Pros of strip grazing systems

When done well, strip grazing can be a really effective way of keeping weight off. They have limited grass at all times, which can be supplemented with hay in the field if needed. If you move the entire section down the field, rather than just making it bigger each time, you are also constantly rotating and resting the grazing.

Cons of strip grazing

However, it can be time consuming. You realistically need to be moving the fencing every other day, if not every day. The grass also gets eaten down quite short, making it more sugary. Your horse also has a lot less space to move around in, so is going to burn less calories and stiffen up.

Traditional Track System

Track grazing systems work by not only limiting a horses access to lush grass, but by also encouraging them to move more. They usually work by creating a loop around the edge of the field. Not only does this track quickly eat eaten down so the horse has limited grass, they also have to walk further to access things like water, hay and shelter.

Pros of Track Systems

Track systems are great at encrouaging the horse to keep moving. When done correctly, they will have various forage options to choose from around the tracks. This could be grassy areas, hay and hedgerows. You can also include enrichment areas such as sand pits and toys. But the key is they have to walk around to reach all these different things when they want them.

The middle of the field can then be saved for winter and/or be cut for hay. So it doesn’t go to waste. You can also have tracks spanning over several fields.

Cons of track Grazing Systems

The tracks can become very muddy, especially in the winter, if you haven’t surfaced them. Because the tracks tend to be fairly narrow, you also have to think carefully about turnout groups as horses need enough space to move around each other. You will also likely need to supplement grazing with hay spread out across the track to make it worth while.

Finally, not all horses like a track system. Some won’t move around the track and will stay fairly still, making it all a bit pointless.

Equicentral

The Equicentral Grazing System works by the horses needing to return to the central area to get key resources such as water, hay and shelter, encouraging more movement. The grazing around the central area is usually separated into smaller areas and rotated regularly, before they become over grazed.

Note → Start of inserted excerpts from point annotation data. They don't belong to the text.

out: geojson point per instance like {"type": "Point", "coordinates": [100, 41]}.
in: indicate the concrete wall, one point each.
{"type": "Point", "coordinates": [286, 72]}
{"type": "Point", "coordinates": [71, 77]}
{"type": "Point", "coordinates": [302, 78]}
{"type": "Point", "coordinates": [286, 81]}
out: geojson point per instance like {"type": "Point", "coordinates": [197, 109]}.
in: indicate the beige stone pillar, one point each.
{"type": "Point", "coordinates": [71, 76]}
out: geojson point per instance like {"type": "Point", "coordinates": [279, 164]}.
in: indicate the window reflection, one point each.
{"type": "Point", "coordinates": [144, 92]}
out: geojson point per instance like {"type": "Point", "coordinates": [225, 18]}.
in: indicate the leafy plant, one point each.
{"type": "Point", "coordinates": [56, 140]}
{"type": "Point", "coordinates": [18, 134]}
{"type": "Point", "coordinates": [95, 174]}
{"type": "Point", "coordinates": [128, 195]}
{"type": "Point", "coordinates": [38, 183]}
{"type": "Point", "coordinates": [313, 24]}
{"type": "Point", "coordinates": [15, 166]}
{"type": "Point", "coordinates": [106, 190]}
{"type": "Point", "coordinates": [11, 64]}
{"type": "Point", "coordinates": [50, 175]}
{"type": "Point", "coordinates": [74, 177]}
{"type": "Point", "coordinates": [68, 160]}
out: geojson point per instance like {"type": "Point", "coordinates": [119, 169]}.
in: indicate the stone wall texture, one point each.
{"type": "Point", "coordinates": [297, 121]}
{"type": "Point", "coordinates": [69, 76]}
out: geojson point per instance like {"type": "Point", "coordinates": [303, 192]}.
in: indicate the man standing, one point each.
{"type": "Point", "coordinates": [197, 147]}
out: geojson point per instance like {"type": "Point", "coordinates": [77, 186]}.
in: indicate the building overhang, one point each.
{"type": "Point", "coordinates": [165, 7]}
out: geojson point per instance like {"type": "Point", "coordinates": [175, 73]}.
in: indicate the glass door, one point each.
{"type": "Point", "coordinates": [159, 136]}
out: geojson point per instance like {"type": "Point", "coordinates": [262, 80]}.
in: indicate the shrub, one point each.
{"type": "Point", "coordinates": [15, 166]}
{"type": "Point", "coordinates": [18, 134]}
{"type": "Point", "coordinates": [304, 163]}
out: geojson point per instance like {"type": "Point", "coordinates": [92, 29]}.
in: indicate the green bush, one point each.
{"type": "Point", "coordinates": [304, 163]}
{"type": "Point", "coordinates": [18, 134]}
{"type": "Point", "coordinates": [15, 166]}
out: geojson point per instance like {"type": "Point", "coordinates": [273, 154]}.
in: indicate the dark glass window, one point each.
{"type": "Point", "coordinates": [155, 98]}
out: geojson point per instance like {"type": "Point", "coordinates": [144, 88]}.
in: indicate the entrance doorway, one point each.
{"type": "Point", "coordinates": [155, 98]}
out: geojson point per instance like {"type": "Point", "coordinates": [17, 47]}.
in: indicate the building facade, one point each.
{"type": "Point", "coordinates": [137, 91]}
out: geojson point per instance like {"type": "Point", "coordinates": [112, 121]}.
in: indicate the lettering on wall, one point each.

Pros of the Equicentral grazing system

This system encourages movement from the grazing areas back to the sheltered area regularly, so can be great for horses who need to keep moving. The way the grazing areas can be rotated easily and regularly means that grass shouldn’t get stressed but also gets plenty of rest.

Cons of Equicentral

This system can be quite a lot of work to set up and if you don’t own your own land, your yard owner might not like you putting up all the fencing, especially if you want something more perminant. The central area the horses are encouraged to return to can also become muddy if it hasn’t been surfaced. Meaning this might not work for the winter.

equicentral grazing system

Track & Equicentral combine

One idea I really like is combing the track and Equicentral grazing systems. This can be a really good option for horses who need to be kept moving but might not need really restricted grazing. Rather than keeping the middle of the track system for hay or winter, you split it up into smaller grazing areas and rotate which ones are open like in the Equicentral system.

combined grazing system

Conclusion

Our current grazing systems can allow horses to have too many calories while out grazing, leading to obesity. But common methods of restricting their intake, such as; grazing muzzles, strip grazing and using starvation paddocks may not be as effective as we think. Not only can these horses end up eating stressed, sugary grass. But they might also move around less, burning less calories. Other grazing systems can be more effective at reducing calories whilst also keeping the horse a bit more active. But they don’t suit all horses and might not work or be allowed at some yards.